FROM SEMINARS IN ARTHRITIS AND RHEUMATISM

A majority of studies of patients with rheumatoid arthritis that have collected data on rheumatoid factor status and response to treatment indicate that positivity for the autoantibody predicts response to rituximab and tocilizumab but not abatacept, according to a systematic review and meta-analysis.

The association of rheumatoid factor (RF) and response to certain biologics is disputed, and the findings have been contradictory. Meanwhile, there’s considerable heterogeneity in patient response to biologics: While some don’t benefit from a certain biologic, they do well on a different one, Dr. Jose Ramon Maneiro of Complejo Hospitalario Universitario de Santiago de Compostela, Santiago, Spain, and his colleagues wrote in their report.

The investigators set out to summarize the available evidence for how well RF positivity predicts response to rituximab, tocilizumab, and abatacept. They searched Medline, Embase, and the Cochrane Library for studies published between 2000 and 2011 in English, Spanish, French, Italian, or Portuguese, as well as online abstracts from the European League Against Rheumatism (EULAR) and the American College of Rheumatology (ACR) congresses from the same time period. The search resulted in more than 3,600 references and abstracts, from which they carefully selected 23 studies representing data from more than 5,800 patients (Semin. Arthritis Rheum. 2013 Jan. 3 [doi: 10.1016/j.semarthrit.2012.11.007]).

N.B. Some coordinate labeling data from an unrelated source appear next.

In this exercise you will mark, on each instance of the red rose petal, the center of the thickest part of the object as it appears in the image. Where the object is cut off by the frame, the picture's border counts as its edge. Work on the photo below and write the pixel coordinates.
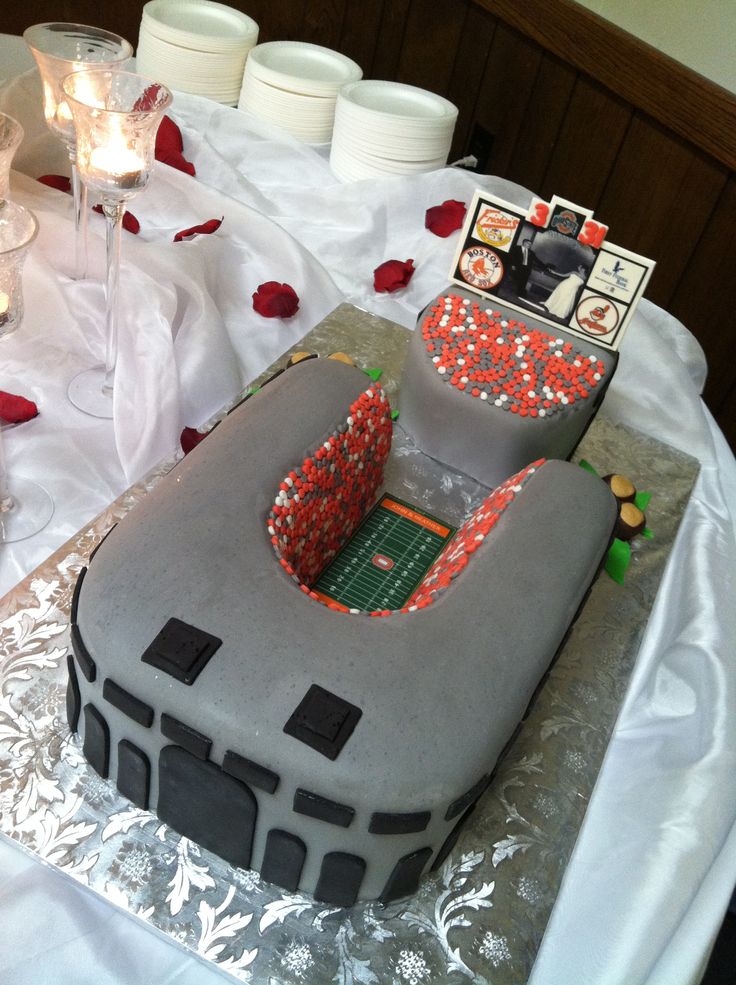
(169, 146)
(129, 220)
(15, 409)
(147, 101)
(57, 181)
(190, 438)
(446, 218)
(205, 227)
(274, 300)
(392, 275)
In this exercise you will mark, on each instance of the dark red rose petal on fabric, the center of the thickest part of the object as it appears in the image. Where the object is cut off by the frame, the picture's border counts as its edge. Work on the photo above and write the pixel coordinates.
(392, 275)
(15, 409)
(129, 220)
(205, 227)
(169, 147)
(446, 218)
(147, 101)
(274, 300)
(190, 438)
(57, 181)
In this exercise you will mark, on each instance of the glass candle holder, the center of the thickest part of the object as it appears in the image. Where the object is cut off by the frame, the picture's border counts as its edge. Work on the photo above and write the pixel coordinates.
(18, 229)
(58, 50)
(116, 116)
(11, 135)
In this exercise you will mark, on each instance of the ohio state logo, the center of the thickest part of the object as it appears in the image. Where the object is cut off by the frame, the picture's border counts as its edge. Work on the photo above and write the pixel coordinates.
(565, 222)
(597, 315)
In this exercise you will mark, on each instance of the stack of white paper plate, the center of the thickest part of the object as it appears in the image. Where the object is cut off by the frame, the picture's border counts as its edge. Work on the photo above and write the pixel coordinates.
(196, 46)
(386, 128)
(295, 84)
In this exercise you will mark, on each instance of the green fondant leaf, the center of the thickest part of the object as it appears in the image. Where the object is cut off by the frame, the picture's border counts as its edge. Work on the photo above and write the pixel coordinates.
(618, 560)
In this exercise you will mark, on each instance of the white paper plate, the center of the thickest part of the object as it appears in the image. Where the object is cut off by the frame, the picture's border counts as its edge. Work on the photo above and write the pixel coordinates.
(400, 146)
(395, 99)
(201, 24)
(303, 67)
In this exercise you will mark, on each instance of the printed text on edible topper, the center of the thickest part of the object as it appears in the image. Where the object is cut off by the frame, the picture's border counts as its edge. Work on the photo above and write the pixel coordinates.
(551, 261)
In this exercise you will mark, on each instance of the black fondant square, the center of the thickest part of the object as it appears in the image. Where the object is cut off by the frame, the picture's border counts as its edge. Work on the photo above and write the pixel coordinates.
(181, 650)
(185, 736)
(249, 772)
(323, 721)
(311, 804)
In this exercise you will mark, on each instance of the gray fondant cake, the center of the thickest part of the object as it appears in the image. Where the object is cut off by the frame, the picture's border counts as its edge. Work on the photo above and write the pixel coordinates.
(335, 752)
(486, 393)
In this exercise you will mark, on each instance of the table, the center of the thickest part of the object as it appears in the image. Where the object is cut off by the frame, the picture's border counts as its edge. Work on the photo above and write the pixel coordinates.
(655, 862)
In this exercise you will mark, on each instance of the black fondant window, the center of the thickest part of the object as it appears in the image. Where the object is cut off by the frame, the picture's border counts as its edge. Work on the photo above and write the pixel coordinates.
(323, 721)
(181, 650)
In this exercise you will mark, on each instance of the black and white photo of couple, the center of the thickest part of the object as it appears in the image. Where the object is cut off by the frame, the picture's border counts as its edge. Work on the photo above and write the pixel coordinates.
(545, 272)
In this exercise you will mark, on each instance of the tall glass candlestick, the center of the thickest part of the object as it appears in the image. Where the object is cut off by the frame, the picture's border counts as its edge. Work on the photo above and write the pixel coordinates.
(11, 135)
(58, 50)
(25, 507)
(116, 116)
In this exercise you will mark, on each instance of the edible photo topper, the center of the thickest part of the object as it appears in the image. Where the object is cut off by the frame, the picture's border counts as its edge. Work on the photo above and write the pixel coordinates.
(554, 262)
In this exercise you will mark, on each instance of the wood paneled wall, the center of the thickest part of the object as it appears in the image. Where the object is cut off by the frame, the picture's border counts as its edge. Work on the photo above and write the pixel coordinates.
(572, 106)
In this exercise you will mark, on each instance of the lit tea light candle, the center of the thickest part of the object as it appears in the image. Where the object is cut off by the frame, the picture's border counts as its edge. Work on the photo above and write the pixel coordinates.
(118, 161)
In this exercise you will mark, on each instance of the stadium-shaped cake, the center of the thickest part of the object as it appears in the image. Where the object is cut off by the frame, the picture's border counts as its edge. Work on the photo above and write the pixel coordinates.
(334, 750)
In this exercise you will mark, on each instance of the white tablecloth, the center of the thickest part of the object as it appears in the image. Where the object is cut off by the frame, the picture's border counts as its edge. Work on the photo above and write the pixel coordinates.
(655, 863)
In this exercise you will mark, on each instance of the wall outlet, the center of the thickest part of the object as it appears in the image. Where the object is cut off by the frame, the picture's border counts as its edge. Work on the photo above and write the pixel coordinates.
(480, 146)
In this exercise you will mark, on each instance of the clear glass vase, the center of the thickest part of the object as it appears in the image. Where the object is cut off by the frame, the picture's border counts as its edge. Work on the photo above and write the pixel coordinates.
(11, 135)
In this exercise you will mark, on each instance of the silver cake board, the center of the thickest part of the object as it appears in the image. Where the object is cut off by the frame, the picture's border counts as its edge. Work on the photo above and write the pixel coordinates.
(482, 916)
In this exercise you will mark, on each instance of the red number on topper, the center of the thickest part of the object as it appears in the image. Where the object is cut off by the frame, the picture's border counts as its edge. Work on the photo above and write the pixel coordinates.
(539, 214)
(592, 234)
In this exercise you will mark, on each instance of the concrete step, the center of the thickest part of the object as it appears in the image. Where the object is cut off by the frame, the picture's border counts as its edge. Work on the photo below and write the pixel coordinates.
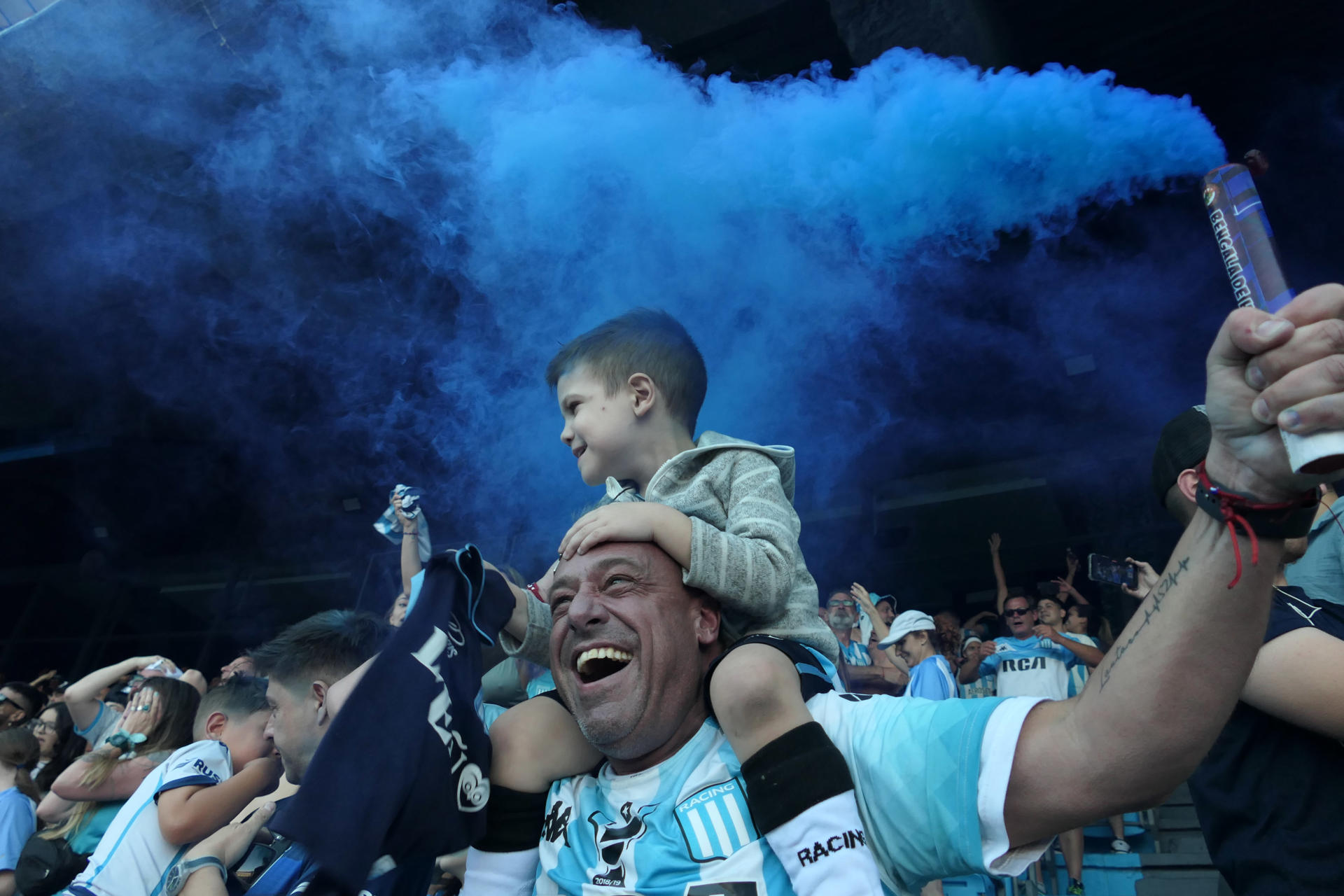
(1171, 818)
(1183, 843)
(1182, 883)
(1160, 862)
(1180, 797)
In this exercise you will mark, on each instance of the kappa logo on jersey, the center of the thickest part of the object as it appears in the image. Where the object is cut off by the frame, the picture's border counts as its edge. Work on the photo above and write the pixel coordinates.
(473, 789)
(556, 824)
(613, 841)
(715, 821)
(1023, 665)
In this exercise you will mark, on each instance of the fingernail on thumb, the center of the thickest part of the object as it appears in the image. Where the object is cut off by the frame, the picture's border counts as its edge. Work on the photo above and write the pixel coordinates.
(1272, 328)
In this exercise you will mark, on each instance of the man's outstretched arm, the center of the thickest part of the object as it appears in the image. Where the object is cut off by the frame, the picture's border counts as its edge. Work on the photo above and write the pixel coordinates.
(1154, 707)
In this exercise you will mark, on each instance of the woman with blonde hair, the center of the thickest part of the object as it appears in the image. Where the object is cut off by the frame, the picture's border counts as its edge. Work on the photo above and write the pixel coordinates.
(86, 796)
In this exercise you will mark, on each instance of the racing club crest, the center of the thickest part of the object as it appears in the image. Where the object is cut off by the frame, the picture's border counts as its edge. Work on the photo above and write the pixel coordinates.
(615, 840)
(715, 821)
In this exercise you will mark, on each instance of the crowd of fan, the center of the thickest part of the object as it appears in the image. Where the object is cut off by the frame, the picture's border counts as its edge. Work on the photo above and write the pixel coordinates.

The researchers identified 14 studies on rituximab involving about 2,100 patients. In 11 studies that analyzed IgM RF status, 6 reported a significant association between IgM RF positivity and clinical response, including 1 that found a significant association with a titer greater than 30 IU/L but not greater than 20 IU/L. IgA RF status was significantly associated with clinical response in one study, while two other studies reported that IgG RF and IgA RF titers were significantly associated with clinical response. In six studies that used EULAR response criteria, patients with IgM RF positivity had significantly greater odds for meeting the response criteria than did those who were IgM RF negative (odds ratio, 3.52). Assessments of ACR response criteria found that RF positivity resulted in greater odds for an ACR20 response to rituximab in three studies (OR, 1.95) and an ACR50 response in three studies (OR, 5.38).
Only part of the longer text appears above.